Takashi » (See Editors’ Choice.)

Editors’ Choice

Winner

Forage » The 16-course tasting menu at this Salt Lake City restaurant costs about $90 a person, not including tax and tip. But that’s a bargain, as it is much cheaper than paying for an airline ticket and hotel in San Francisco, New York or some other well-known culinary city. That’s where you would have to go to get the kind of meal prepared by chef and co-owner Bowman Brown. Ingredients are mostly local and often foraged from the wild. And before these items reach the plate, their taste and texture are carefully contemplated and then handcrafted into an edible piece of art.
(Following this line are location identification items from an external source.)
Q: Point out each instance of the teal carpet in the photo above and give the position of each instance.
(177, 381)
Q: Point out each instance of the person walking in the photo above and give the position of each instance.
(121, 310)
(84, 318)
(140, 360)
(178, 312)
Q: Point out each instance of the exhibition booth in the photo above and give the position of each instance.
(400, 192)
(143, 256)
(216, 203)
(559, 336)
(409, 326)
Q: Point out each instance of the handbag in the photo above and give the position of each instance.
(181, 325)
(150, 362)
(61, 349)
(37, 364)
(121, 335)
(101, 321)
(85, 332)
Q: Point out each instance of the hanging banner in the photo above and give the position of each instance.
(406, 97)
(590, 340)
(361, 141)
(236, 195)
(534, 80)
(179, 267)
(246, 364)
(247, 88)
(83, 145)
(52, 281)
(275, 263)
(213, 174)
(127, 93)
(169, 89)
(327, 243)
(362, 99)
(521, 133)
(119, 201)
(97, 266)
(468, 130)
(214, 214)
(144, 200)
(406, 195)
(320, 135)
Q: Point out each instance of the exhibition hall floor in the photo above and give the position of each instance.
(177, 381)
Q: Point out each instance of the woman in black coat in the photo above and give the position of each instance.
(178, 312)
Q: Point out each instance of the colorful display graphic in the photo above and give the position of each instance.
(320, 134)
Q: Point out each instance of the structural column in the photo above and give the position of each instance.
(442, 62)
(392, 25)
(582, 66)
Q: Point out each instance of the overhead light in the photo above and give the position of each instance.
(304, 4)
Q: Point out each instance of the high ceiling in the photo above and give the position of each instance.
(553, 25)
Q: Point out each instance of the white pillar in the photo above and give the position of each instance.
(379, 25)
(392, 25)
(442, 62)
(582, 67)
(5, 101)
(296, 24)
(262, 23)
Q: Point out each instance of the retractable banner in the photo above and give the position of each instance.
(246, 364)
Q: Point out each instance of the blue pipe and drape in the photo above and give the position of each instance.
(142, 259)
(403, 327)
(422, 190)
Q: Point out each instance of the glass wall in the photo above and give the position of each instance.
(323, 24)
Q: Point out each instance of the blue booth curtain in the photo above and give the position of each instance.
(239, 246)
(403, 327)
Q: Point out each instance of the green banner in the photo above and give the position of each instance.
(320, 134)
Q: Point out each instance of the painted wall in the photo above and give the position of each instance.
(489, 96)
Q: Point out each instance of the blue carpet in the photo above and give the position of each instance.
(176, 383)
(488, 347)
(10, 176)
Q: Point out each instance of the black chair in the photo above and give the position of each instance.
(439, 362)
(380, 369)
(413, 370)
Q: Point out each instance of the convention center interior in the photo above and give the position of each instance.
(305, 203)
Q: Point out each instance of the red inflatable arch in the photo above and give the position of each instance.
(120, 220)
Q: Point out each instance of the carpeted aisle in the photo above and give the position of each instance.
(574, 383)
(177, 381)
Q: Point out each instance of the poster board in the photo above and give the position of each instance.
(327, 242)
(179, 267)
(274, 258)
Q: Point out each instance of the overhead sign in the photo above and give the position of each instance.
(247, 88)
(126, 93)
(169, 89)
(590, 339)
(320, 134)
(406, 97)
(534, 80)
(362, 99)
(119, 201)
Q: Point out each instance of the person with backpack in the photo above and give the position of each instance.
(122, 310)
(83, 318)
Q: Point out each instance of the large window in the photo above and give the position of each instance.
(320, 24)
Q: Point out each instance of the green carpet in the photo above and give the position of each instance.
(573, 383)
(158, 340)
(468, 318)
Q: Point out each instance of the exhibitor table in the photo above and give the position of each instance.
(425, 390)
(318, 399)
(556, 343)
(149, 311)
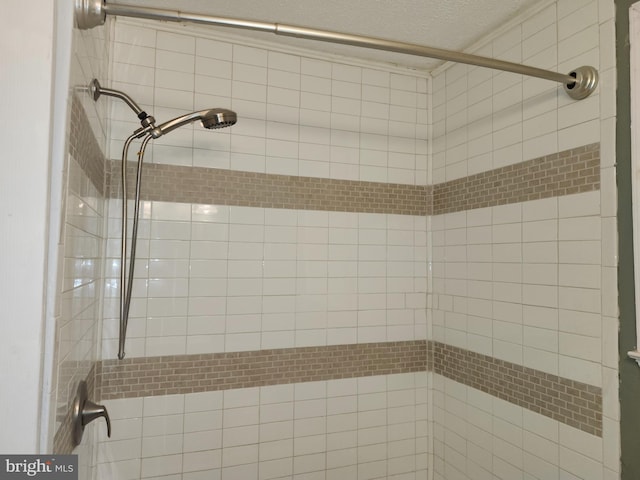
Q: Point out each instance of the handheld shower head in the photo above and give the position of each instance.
(213, 118)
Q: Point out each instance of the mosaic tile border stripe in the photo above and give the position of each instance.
(172, 183)
(83, 146)
(149, 376)
(565, 173)
(573, 403)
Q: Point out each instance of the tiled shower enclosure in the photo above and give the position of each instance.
(377, 273)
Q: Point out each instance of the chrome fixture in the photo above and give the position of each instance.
(212, 119)
(96, 90)
(84, 412)
(578, 84)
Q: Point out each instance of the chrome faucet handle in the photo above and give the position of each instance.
(91, 411)
(85, 412)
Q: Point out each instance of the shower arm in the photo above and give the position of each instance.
(96, 90)
(578, 84)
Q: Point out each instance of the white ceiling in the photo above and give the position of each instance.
(448, 24)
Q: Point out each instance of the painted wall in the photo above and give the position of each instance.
(530, 283)
(27, 83)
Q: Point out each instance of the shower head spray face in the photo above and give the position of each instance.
(213, 118)
(219, 118)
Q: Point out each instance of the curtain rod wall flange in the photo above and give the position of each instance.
(578, 84)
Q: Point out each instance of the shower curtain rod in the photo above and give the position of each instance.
(578, 84)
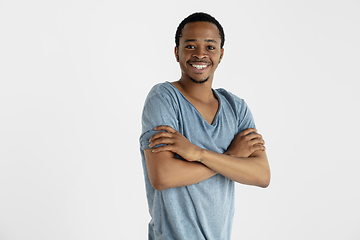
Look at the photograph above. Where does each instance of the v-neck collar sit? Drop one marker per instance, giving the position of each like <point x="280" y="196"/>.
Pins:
<point x="192" y="105"/>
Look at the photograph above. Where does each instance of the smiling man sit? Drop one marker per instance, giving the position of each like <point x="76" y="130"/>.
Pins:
<point x="197" y="141"/>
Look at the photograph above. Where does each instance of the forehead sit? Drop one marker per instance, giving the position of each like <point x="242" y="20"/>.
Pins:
<point x="200" y="30"/>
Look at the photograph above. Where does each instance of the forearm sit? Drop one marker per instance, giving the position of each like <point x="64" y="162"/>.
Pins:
<point x="253" y="170"/>
<point x="165" y="171"/>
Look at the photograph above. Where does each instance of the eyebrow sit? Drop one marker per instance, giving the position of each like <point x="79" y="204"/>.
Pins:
<point x="206" y="40"/>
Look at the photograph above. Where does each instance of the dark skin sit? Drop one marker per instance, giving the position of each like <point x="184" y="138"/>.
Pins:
<point x="245" y="161"/>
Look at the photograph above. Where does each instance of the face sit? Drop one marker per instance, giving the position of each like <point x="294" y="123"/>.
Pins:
<point x="199" y="51"/>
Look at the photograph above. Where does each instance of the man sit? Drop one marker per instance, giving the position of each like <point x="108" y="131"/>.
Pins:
<point x="196" y="141"/>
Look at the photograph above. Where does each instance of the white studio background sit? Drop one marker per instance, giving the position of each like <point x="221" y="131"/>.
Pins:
<point x="73" y="79"/>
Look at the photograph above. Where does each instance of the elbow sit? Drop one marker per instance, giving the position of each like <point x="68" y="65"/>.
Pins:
<point x="159" y="183"/>
<point x="264" y="182"/>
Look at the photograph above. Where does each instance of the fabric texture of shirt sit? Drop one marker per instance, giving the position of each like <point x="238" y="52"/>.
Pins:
<point x="203" y="210"/>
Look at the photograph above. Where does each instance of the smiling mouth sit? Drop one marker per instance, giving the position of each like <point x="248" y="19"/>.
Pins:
<point x="200" y="66"/>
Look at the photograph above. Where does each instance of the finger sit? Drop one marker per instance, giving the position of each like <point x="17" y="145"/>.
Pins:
<point x="161" y="141"/>
<point x="248" y="131"/>
<point x="160" y="134"/>
<point x="165" y="128"/>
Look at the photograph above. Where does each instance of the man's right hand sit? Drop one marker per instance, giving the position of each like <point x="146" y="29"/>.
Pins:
<point x="246" y="143"/>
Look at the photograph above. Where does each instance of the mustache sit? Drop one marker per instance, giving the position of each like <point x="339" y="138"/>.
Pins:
<point x="201" y="61"/>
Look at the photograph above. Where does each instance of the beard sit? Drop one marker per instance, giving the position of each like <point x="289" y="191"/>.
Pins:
<point x="201" y="81"/>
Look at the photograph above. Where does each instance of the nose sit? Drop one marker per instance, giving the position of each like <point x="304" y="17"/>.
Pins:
<point x="199" y="53"/>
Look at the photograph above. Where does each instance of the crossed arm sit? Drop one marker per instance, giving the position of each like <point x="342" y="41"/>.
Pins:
<point x="245" y="160"/>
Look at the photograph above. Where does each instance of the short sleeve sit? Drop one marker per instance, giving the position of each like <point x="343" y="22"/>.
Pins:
<point x="160" y="108"/>
<point x="246" y="119"/>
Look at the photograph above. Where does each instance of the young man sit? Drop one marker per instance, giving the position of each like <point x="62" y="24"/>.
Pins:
<point x="196" y="141"/>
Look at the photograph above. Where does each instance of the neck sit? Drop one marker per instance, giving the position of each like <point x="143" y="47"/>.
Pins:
<point x="199" y="91"/>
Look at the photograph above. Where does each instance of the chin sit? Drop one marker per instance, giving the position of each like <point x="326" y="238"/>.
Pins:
<point x="199" y="81"/>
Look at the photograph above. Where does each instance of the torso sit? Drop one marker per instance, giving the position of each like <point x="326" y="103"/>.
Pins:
<point x="208" y="110"/>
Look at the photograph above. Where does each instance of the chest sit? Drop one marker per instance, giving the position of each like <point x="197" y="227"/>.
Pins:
<point x="207" y="111"/>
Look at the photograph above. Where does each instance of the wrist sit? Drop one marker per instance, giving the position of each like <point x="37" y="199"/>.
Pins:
<point x="201" y="155"/>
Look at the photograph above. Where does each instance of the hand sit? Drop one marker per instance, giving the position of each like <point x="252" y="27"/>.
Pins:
<point x="176" y="143"/>
<point x="246" y="143"/>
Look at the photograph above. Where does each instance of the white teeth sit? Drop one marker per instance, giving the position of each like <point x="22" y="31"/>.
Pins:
<point x="199" y="66"/>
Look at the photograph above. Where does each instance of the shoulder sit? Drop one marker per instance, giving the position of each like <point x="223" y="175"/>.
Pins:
<point x="235" y="101"/>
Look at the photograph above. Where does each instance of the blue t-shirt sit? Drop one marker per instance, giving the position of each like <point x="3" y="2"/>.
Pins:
<point x="204" y="210"/>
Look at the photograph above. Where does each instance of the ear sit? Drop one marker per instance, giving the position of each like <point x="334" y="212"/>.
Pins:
<point x="221" y="55"/>
<point x="176" y="51"/>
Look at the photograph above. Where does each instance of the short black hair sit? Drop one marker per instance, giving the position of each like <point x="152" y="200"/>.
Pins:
<point x="199" y="17"/>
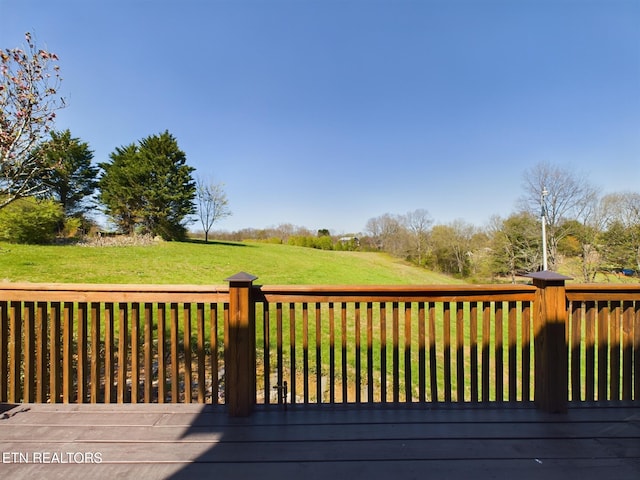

Dining at Forage isn’t just another meal — it’s an experience worthy of a splurge.

First runner-up

Takashi » One of the best places for sushi thanks to the chef’s attention to detail, including quality ingredients.

Second runner-up

Log Haven » (See People’s Choice.)

Restaurant: Utah Original

People’s Choice

Winner

Ruth’s Diner » When the trolley car was relocated to Emigration Canyon in 1949, few would have predicted it would become one of the state’s oldest restaurants or a favorite dining destination for locals and travelers. The old-time charm of the trolley car remains, but Ruth’s creekside patio, complimentary mile-high biscuits and "Killer Bloody Mary" are what really draw people there.

First runner-up

Crown Burger » (See Editors’ Choice.)

Second runner-up

Market Street Grill/Broiler » This company was reviving old buildings and shipping in fresh fish to the Salt Lake Valley before it became trendy.

Editor’s Choice

Winner

Crown Burger » This family-owned restaurant rises above the rest for its signature offering: the pastrami burger. There have been many imitators, but Crown Burger was the first to introduce Utah to a charbroiled beef patty topped with thinly sliced pastrami and cheese.Several are run by the offspring of the founders, ensuring a solid future for Utah’s most original offering. The Katsanevas family opened its first restaurant in Salt Lake City in 1978. Today there are seven locations from Layton to Sandy.

First runner-up

Ruth’s Diner » (See Editors’ Choice.)

Second runner-up

Kid-friendly restaurants

People’s Choice

Winner

Red Iguana » The family behind Red Iguana has been serving up delicious Mexican food for so long that customers who were brought there as children are bringing their own kids. Owner Lucy Cardenas, whose family opened Casa Grande in 1965, said families like the colorful murals and high energy — it’s sort of a cultural event. "It’s like going to the theater," she said. The children’s menu offers basic Mexican dishes such as tacos and burritos — and soon will include mac and cheese and a PB&J wrap — but plenty of children are willing to try the real mole deal.

First runner-up

Beastro at Hogle Zoo » With a pizza station, deli, burgers and hot dogs, there’s something to please the pickiest eater.

Second runner-up

Blue Plate Diner » What kid doesn’t love pancakes, especially chocolate-chip ones? Breakfast served all day.

Editors’ Choice

Winner

Flatbread Pizzeria » It may be pizza, and from an Idaho-based chain at that. But when you’re looking to treat yourself and the kids are in tow, try the authentic wood-fired Neapolitan pizza at one of Sugar House’s newest eateries. The live, local music ensures the restaurant is loud enough (maybe too loud) to mask any kid clamor. And you’ll pay $5.25 for them to make their own pizza. It keeps them busy spreading sauce and cheese on rolled-out dough presented to them on a pizza board (additional toppings 50 cents each). Adult-size pies average $15, except on Tuesdays, when every pie is $10.

First runner-up

Taqueria 27 » Casual enough for the kids while serving upscale street tacos they’ll eat. Don’t forget the donut dessert.

Second runner-up

Cafe Rio » Popular Utah-based chain serves up way too much food — which means you can split the massive burritos among the little ones.